Ce vapeur relâche régulièrement à Rochefort et j'ai toujours eu, lors de mes visites réglementaires, une très bonne impression sur l'organisation et la marche du service militaire.
Commentaire
En lisant ce récit du déroulement de l'affaire, il apparaît tout à fait évident que FRANK DELMAS était en fait utilisé comme bateau-piège. Loin de chercher à fuir, il a bien au contraire cherché à tout prix l'affrontement avec le sous-marin. Mais le commandant de ce dernier s'est méfié et à préférer renoncer au combat.
Un autre élément est surprenant. Le commandant est dépossédé de son commandement par un passager militaire. C'est absolument inusuel et je n'ai pas d'autre exemple d'une telle chose. Ceci ne peut résulter que de dispositions prises avant le départ par les autorités maritimes et militaires, dans le cadre bien défini d'une « mission spéciale » et, bien sûr, en accord avec le commandant en titre.
Et cela ne fait que renforcer l'hypothèse du bateau-piège.
4 Juillet 1918
Rapport du capitaine
Appareillé de Saint Jean de Luz le 20 Juin et arrivé le soir même à Bilbao. Revenu à Saint Jean de Luz le 26 et resté sur rade pendant cinq jours, immobilisé par une épidémie de grippe attrapée à Bilbao (nota : seraient-ce les prémices de la terrible grippe espagnole?). Douze hommes, dont sept de la machine, sont exempts de service.
Quitté Saint Jean de Luz le 1er Juillet en convoi et arrivé à Brest le 3 Juillet. Quitté Brest le 4 à 02h00 en convoi de 14 navires disposés sur cinq colonnes, escortés par le torpilleur STYLET et trois chalutiers anglais.
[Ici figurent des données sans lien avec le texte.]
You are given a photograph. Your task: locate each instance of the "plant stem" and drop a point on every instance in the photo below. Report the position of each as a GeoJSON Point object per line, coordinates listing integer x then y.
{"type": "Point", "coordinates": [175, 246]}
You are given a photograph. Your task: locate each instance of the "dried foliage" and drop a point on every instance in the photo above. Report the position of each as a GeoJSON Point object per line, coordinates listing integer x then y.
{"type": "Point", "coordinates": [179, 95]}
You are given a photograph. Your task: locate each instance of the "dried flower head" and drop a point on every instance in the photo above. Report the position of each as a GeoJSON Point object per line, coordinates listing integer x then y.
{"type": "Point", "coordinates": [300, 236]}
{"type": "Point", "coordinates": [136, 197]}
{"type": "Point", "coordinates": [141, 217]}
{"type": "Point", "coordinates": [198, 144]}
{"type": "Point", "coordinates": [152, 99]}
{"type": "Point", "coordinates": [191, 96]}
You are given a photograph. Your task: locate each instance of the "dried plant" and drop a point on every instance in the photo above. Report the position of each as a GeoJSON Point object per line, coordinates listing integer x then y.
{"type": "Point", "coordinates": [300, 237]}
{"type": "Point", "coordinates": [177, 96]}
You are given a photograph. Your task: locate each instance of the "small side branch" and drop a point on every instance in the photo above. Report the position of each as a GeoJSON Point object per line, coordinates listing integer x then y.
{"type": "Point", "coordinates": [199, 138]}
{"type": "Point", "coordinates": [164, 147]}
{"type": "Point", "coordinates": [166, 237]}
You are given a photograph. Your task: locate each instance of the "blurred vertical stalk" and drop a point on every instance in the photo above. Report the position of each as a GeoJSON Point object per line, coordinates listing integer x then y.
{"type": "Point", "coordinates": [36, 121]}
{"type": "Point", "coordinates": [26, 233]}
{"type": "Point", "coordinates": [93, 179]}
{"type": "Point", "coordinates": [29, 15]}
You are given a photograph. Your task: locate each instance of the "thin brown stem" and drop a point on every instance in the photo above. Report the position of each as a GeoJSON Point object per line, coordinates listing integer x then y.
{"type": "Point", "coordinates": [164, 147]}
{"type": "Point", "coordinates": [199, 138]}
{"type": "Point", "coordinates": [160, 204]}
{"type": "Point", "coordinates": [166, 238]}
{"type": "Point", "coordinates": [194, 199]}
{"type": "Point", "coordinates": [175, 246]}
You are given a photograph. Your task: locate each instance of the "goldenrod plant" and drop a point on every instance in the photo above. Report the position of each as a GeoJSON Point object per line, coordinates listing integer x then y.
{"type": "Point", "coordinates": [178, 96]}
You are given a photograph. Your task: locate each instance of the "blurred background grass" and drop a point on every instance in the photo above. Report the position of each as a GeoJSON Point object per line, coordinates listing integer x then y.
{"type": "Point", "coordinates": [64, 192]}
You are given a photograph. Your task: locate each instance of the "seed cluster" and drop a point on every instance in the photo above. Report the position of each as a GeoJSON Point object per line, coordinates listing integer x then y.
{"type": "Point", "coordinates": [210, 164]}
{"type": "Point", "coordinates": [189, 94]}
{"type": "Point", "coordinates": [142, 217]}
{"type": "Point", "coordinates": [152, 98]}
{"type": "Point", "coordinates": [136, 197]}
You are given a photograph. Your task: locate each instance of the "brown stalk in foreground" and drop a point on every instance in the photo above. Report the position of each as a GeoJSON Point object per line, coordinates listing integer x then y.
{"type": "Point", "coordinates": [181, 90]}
A 09h00, un sous-marin est aperçu sur tribord. Tous les bâtiments du convoi viennent sur bâbord.
A 09h30, le vapeur BLOIS hisse le pavillon B (sous-marin sur bâbord) et tire un coup de canon, puis cesse le feu. Mis aux postes de combat, mais le sous-marin est masqué par trois autres navires du convoi dont un Danois. Les chalutiers signalent « Restez groupés ».
A 11h30, FRANK DELMAS aperçoit le sous-marin sur bâbord. Le sillage est bien visible à environ 45 degrés sur bâbord. Le convoi fait une embardée sur tribord et le vapeur LIBOURNE ouvre le feu, puis cesse le tir.
FRANK DELMAS tire alors avec ses deux pièces. Le deuxième coup va droit au but. Fort bouillonnement lors de l'explosion de l'obus. Il est suivi par une seconde forte explosion et une colonne de fumée s'élève jusqu'à 25 m de hauteur.
Le quartier-maître canonnier officier de tir fait la réflexion : "ça y est, il est touché"! Certains d'avoir touché le sous-marin, les hommes poussent des hourras.
La position est 49°10 N et 05°02 W (nota : étonnamment proche de la position de la première rencontre le 11 Novembre précédent, à peine une dizaine de milles)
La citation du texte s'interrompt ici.